HumanIPO reported earlier this week on the DoT considering further cuts to the e-tolling tariffs.
In a statement, OUTA said further cuts to the e-tolling tariffs are cause for more concern as the cuts come with more problems and questions.
“The first concern with a reduction in e-toll tariffs at this stage, is why now? Where was this money going to go in the first place? Have the collection costs suddenly been reduced or is this a case of trying to force a thinner edge of the wedge into the door of public acceptance?” asked OUTA.
“Sugar coating the pill now merely prolongs that pain that society will have to endure later, unless of course there will be more transfers from treasury under renegotiation of the contracts to significantly reduce the costs of collection.”

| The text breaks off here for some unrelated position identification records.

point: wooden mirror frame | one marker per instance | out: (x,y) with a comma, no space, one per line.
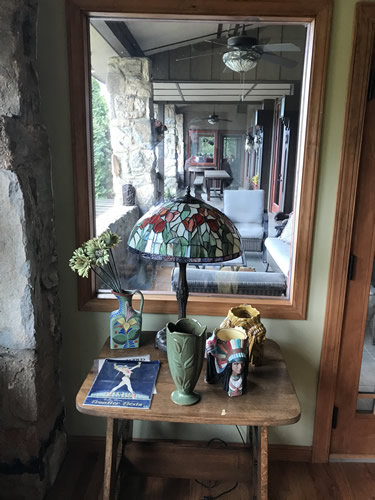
(203,133)
(316,12)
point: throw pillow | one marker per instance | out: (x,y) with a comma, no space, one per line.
(287,233)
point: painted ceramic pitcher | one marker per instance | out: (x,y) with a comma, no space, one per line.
(126,322)
(185,350)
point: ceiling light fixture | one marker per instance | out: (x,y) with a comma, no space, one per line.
(241,61)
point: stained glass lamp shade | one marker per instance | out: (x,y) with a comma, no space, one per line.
(185,230)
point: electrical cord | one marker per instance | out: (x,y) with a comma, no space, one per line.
(221,494)
(240,433)
(213,484)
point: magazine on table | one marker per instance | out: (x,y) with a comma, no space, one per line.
(124,383)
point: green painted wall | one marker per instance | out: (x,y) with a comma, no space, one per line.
(84,333)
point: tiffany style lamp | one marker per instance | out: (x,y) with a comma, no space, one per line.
(188,231)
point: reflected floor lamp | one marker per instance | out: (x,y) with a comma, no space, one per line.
(188,231)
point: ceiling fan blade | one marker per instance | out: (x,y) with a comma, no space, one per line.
(194,57)
(288,63)
(279,47)
(216,43)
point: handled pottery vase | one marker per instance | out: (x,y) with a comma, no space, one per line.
(248,317)
(185,350)
(126,322)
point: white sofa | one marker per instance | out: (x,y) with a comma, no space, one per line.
(245,208)
(278,249)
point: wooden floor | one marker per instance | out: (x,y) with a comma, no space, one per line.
(82,472)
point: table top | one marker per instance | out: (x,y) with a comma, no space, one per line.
(270,398)
(201,168)
(216,174)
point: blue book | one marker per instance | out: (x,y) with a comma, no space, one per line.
(124,384)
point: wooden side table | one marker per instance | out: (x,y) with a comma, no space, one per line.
(215,175)
(270,400)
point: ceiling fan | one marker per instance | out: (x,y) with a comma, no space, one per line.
(212,119)
(243,52)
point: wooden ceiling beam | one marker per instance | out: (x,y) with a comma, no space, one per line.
(122,32)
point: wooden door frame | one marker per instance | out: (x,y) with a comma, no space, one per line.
(363,43)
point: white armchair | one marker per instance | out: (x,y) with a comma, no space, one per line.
(245,208)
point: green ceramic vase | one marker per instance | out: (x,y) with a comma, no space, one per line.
(185,350)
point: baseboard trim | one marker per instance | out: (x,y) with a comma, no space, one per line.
(348,457)
(289,453)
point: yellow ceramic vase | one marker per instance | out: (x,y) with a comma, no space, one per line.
(248,317)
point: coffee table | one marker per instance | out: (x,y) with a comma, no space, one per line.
(269,401)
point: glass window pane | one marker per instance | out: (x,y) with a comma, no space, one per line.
(367,378)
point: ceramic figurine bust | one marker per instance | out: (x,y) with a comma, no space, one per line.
(227,359)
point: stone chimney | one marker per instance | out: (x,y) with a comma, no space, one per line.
(32,439)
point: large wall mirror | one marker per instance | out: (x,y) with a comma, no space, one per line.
(161,95)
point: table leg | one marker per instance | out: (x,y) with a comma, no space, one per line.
(110,460)
(259,476)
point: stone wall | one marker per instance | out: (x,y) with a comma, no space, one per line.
(132,134)
(32,440)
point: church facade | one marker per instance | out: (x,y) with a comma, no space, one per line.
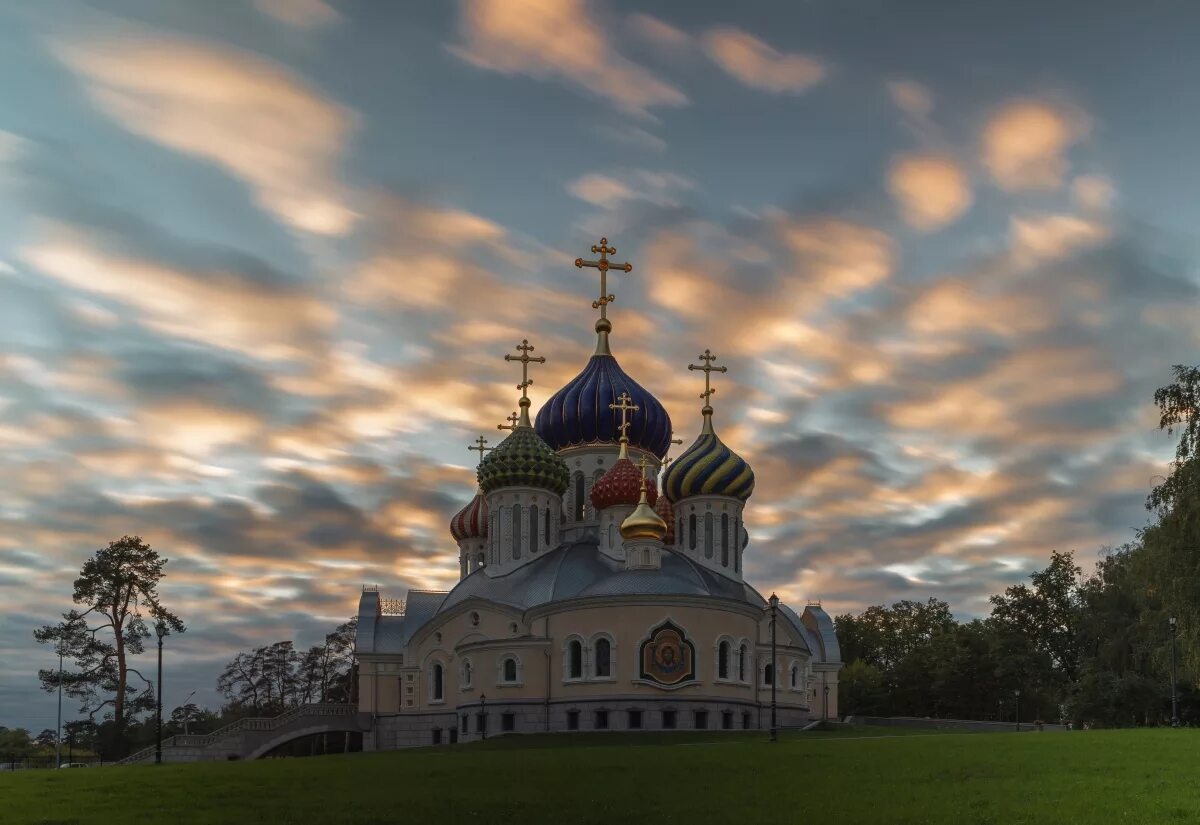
(592,597)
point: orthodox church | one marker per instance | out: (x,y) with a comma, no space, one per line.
(600,584)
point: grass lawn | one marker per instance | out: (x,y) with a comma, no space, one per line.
(865,776)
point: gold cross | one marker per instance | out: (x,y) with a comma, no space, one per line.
(525,348)
(481,447)
(513,422)
(708,357)
(604,265)
(666,458)
(625,408)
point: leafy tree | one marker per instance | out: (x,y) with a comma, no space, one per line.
(118,588)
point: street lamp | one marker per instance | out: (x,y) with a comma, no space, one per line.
(1175,698)
(774,676)
(483,716)
(160,628)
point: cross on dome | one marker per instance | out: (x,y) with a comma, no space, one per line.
(604,326)
(525,348)
(513,422)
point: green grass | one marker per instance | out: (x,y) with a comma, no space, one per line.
(864,776)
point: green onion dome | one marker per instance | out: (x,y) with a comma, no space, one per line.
(523,459)
(708,468)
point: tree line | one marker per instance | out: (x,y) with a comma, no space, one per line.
(1071,645)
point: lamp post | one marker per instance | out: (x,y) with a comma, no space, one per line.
(483,716)
(58,729)
(774,676)
(160,628)
(1175,698)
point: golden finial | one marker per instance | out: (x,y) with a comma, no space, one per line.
(708,368)
(643,522)
(480,447)
(625,407)
(513,422)
(525,348)
(604,326)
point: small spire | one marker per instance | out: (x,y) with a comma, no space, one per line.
(525,348)
(625,407)
(708,369)
(604,326)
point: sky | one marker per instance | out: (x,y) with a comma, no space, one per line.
(261,262)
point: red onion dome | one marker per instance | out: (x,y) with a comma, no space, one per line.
(666,512)
(471,522)
(622,485)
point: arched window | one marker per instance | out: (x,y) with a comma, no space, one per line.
(516,533)
(604,657)
(575,660)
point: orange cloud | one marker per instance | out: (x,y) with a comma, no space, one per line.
(558,38)
(1025,144)
(760,66)
(250,116)
(931,190)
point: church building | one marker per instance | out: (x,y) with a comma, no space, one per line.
(601,584)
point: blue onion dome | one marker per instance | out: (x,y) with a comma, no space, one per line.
(580,413)
(708,468)
(523,459)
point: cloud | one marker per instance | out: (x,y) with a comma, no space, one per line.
(559,40)
(1025,144)
(933,191)
(760,66)
(250,116)
(217,303)
(299,13)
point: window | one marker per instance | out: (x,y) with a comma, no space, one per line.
(580,504)
(516,533)
(604,658)
(575,660)
(436,684)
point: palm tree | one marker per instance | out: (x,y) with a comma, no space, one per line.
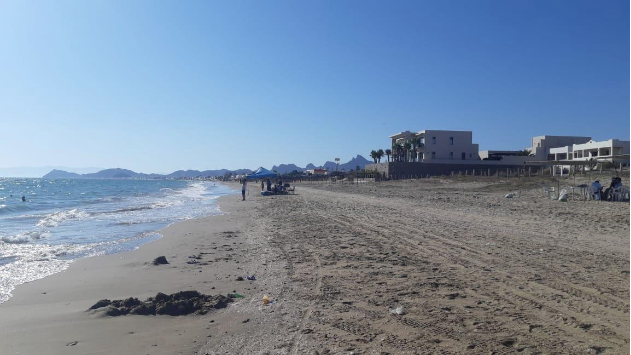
(373,155)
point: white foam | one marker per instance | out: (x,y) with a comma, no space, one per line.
(53,220)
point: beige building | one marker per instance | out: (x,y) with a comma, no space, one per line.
(541,145)
(592,150)
(433,146)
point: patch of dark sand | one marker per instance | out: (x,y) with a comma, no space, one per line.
(177,304)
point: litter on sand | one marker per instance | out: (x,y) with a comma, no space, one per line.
(266,300)
(398,311)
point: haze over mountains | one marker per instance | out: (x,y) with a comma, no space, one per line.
(118,173)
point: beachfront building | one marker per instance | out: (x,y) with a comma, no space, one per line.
(611,150)
(433,145)
(316,171)
(541,145)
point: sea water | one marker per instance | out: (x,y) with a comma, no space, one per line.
(66,219)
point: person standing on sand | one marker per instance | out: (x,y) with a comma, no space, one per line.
(244,186)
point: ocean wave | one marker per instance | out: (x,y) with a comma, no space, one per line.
(11,208)
(53,220)
(25,237)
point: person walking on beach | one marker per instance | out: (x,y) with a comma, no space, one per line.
(244,186)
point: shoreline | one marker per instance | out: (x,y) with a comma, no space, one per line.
(50,315)
(467,267)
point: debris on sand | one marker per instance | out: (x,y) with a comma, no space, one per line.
(177,304)
(160,260)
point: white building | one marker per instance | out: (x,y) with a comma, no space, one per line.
(541,145)
(434,145)
(592,150)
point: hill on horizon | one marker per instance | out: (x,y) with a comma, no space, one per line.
(119,173)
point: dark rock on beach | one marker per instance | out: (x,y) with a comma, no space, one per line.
(180,303)
(160,260)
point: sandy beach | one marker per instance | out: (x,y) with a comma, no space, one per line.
(403,267)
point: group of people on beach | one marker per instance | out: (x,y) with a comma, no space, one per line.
(599,194)
(278,187)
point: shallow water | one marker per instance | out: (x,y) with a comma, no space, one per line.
(66,219)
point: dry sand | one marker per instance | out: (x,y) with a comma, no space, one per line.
(473,271)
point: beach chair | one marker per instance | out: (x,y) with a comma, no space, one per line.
(618,194)
(592,194)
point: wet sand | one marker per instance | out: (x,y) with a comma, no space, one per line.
(471,270)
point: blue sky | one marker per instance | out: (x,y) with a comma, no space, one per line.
(156,86)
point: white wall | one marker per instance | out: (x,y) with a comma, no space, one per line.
(462,143)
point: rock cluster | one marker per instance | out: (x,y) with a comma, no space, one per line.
(160,260)
(177,304)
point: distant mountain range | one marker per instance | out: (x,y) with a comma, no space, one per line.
(119,173)
(329,165)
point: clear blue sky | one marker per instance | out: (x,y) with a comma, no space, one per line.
(156,86)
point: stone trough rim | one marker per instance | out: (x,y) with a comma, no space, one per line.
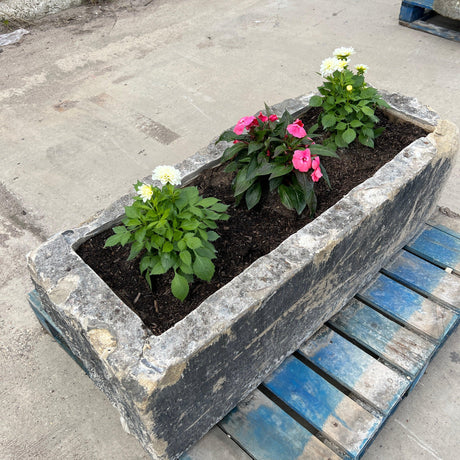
(152,355)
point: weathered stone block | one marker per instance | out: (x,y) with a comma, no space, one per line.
(170,389)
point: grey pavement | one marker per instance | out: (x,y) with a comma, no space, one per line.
(96,97)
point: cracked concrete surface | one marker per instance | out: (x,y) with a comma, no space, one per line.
(92,102)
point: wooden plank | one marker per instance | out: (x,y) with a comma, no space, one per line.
(437,247)
(413,310)
(385,338)
(353,368)
(49,325)
(266,432)
(444,229)
(433,29)
(428,4)
(215,444)
(425,278)
(326,408)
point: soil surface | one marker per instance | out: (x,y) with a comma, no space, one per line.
(246,236)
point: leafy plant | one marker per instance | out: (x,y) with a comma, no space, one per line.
(173,229)
(348,102)
(274,154)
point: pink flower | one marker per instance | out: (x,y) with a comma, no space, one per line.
(316,175)
(262,117)
(245,122)
(296,129)
(315,163)
(302,160)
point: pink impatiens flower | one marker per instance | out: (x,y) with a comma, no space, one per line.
(262,117)
(245,122)
(316,174)
(296,129)
(302,160)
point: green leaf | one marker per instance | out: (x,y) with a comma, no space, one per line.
(292,198)
(158,269)
(186,257)
(281,170)
(367,111)
(316,101)
(232,151)
(220,207)
(136,248)
(125,237)
(328,120)
(227,136)
(349,135)
(254,147)
(193,243)
(179,287)
(139,236)
(242,183)
(368,132)
(207,202)
(132,212)
(323,151)
(113,240)
(253,195)
(120,229)
(356,124)
(213,236)
(203,268)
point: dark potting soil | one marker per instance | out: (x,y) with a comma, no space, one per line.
(246,236)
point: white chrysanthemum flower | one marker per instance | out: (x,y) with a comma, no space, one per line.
(167,174)
(343,52)
(341,65)
(362,68)
(145,192)
(329,66)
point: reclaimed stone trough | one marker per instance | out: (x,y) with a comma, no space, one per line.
(170,389)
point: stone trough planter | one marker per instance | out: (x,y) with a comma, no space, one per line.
(170,389)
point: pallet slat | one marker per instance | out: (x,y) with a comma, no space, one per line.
(413,310)
(445,229)
(437,247)
(268,433)
(323,406)
(402,348)
(426,278)
(215,444)
(353,368)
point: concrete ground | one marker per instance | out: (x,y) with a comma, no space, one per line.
(93,99)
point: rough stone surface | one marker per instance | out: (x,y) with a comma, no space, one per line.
(185,380)
(448,8)
(30,9)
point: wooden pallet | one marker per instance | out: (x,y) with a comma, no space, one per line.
(417,13)
(332,396)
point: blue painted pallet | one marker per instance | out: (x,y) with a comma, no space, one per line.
(330,399)
(416,13)
(438,247)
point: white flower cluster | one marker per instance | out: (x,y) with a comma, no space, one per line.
(145,192)
(340,61)
(330,65)
(343,52)
(167,174)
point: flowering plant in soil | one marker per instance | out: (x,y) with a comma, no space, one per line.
(348,102)
(274,154)
(173,228)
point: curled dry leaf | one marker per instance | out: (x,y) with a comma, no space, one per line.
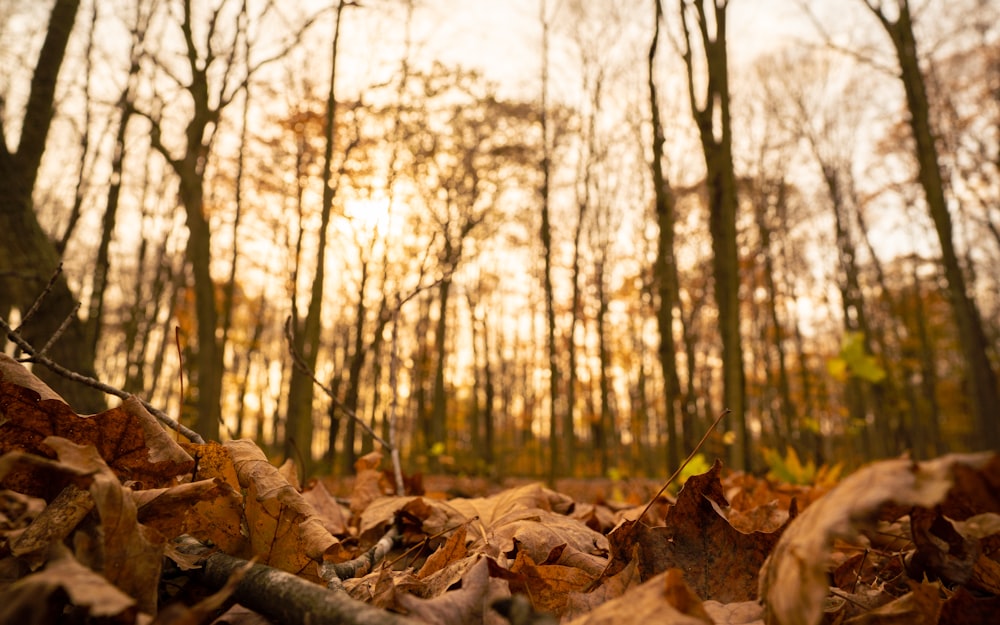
(285,531)
(127,437)
(793,582)
(38,598)
(130,554)
(206,509)
(648,603)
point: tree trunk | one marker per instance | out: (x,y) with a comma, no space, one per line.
(720,181)
(984,396)
(300,424)
(555,462)
(29,256)
(663,269)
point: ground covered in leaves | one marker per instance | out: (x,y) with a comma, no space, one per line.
(109,519)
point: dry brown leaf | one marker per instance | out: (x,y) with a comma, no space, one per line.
(547,585)
(55,522)
(205,609)
(284,530)
(794,582)
(527,497)
(206,509)
(920,606)
(127,437)
(213,460)
(130,553)
(647,603)
(38,597)
(682,598)
(719,561)
(380,513)
(453,550)
(327,508)
(538,532)
(457,607)
(612,587)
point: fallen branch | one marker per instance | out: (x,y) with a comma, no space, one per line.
(282,597)
(34,356)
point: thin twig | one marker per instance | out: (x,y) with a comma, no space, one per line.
(58,369)
(684,464)
(41,296)
(59,331)
(300,364)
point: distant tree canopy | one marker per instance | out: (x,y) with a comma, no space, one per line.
(571,275)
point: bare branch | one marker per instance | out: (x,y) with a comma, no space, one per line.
(302,366)
(36,357)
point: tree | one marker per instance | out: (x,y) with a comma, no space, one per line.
(984,396)
(30,257)
(712,116)
(299,424)
(556,427)
(664,271)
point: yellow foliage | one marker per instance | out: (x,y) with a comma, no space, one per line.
(791,470)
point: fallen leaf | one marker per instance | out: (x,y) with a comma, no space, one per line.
(127,437)
(457,607)
(284,530)
(794,582)
(647,603)
(130,554)
(719,561)
(40,597)
(206,509)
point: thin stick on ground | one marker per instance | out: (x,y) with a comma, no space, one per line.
(41,296)
(35,357)
(684,464)
(302,366)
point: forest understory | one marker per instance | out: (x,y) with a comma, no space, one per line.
(111,518)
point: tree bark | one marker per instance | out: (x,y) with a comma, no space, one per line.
(663,269)
(720,180)
(29,256)
(299,422)
(984,396)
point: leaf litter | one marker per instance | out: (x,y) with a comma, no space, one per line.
(108,519)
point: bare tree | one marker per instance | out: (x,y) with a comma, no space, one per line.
(30,256)
(711,113)
(984,395)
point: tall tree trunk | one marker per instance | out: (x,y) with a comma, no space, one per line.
(555,461)
(29,256)
(439,400)
(984,396)
(720,179)
(663,269)
(299,427)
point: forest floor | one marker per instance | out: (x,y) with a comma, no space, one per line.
(110,519)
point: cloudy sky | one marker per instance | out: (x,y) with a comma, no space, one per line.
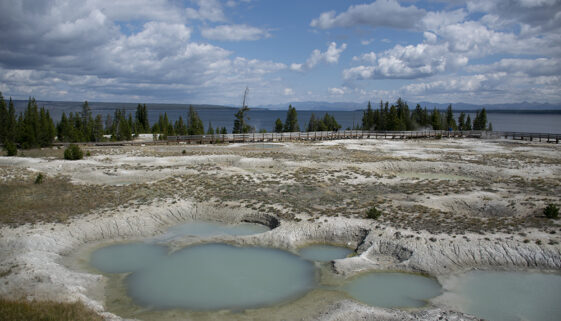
(208,51)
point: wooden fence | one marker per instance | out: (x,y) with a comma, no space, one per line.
(355,134)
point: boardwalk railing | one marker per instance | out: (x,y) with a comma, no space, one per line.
(354,134)
(343,134)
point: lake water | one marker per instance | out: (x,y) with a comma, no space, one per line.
(265,119)
(510,296)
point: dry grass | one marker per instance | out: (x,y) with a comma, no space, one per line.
(22,310)
(57,199)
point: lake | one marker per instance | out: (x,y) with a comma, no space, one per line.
(265,119)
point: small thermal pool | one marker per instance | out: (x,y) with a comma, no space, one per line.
(505,296)
(324,253)
(212,276)
(208,229)
(392,290)
(124,258)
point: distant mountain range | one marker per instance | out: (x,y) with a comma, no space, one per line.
(327,106)
(57,107)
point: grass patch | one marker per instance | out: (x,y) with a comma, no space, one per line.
(22,310)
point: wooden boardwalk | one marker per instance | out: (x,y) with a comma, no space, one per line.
(355,134)
(343,134)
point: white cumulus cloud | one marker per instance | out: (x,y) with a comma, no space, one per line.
(234,33)
(380,13)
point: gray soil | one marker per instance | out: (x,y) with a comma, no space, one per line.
(447,206)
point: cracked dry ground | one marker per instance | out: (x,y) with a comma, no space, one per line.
(441,186)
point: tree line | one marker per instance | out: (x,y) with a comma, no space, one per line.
(399,117)
(34,127)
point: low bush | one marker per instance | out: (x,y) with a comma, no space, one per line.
(73,152)
(551,211)
(373,213)
(41,311)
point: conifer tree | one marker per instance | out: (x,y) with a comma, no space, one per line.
(467,125)
(11,122)
(278,126)
(312,124)
(368,118)
(210,130)
(3,120)
(180,127)
(291,123)
(450,122)
(240,125)
(436,122)
(98,129)
(194,123)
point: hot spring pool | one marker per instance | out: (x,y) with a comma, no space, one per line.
(210,276)
(505,296)
(393,290)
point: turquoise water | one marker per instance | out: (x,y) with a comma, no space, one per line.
(213,277)
(324,253)
(393,290)
(505,296)
(207,229)
(123,258)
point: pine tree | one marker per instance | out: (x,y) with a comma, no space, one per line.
(180,127)
(417,115)
(435,120)
(468,123)
(462,121)
(450,122)
(210,130)
(480,121)
(278,126)
(141,119)
(394,122)
(404,116)
(194,123)
(312,124)
(291,123)
(240,125)
(98,129)
(3,120)
(425,120)
(11,122)
(368,118)
(329,123)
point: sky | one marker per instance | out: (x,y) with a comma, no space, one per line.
(208,51)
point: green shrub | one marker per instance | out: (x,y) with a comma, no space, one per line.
(11,149)
(39,179)
(44,311)
(373,213)
(551,211)
(73,152)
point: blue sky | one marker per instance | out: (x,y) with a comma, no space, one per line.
(208,51)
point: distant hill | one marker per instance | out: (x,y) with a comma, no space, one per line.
(327,106)
(57,107)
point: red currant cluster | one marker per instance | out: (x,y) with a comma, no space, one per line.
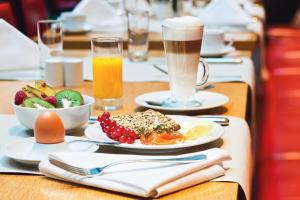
(116,131)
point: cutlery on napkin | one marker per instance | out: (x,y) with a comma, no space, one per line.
(18,51)
(99,13)
(141,179)
(224,12)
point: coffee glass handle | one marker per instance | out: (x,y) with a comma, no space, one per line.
(205,72)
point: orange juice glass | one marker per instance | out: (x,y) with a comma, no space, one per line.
(107,72)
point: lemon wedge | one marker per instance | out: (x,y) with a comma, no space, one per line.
(196,130)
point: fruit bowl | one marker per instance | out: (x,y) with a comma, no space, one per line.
(72,117)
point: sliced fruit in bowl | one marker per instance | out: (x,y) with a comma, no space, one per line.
(68,98)
(73,108)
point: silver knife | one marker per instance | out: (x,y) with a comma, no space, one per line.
(224,60)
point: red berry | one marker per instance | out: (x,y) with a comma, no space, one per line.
(51,99)
(130,140)
(114,135)
(113,123)
(106,121)
(131,133)
(123,139)
(119,132)
(100,119)
(106,129)
(106,115)
(19,97)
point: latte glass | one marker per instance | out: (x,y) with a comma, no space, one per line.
(182,49)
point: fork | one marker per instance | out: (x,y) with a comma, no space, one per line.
(99,170)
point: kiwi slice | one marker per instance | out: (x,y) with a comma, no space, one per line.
(34,102)
(68,98)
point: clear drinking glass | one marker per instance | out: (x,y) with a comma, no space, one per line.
(138,31)
(50,40)
(182,57)
(107,72)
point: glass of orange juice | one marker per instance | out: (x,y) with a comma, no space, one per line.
(107,72)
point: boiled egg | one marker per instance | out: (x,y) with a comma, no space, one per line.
(49,128)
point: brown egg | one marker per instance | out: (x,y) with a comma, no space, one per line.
(49,128)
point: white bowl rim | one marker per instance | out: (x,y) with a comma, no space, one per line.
(91,99)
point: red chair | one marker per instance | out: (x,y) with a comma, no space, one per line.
(33,10)
(62,5)
(7,14)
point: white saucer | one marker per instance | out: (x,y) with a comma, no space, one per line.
(208,99)
(28,151)
(95,132)
(226,50)
(84,29)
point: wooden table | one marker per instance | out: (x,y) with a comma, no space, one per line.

Wayne Duvenage, chairperson of OUTA, said the authorities must realise their tactic is not fooling the public.
“They know the rate of today is not the rate of tomorrow. They know it is the inefficiency of a system that is saddled with high costs of e-toll collection which enriches foreign and local companies, all of which does not disappear through a temporary reduction in the e-toll tariffs or any other enticement tactics that SANRAL will deploy in the coming months,” said Duvenage.
OUTA said it is “extremely worrying” watching society’s rejection and uprising against governments taking their people for granted, such as Brazil, Egypt and Turkey.
OUTA believes it is a possibility of similar mass protest action occurring in South Africa, which will be detrimental to investor confidence and the country’s economy.
“We trust the minister of transport (Ben Martins) will apply his mind to the past and recent round of public submissions and that he will indeed hear the thunderous call from all sectors of society for an alternative to e-tolls,” said Duvenage.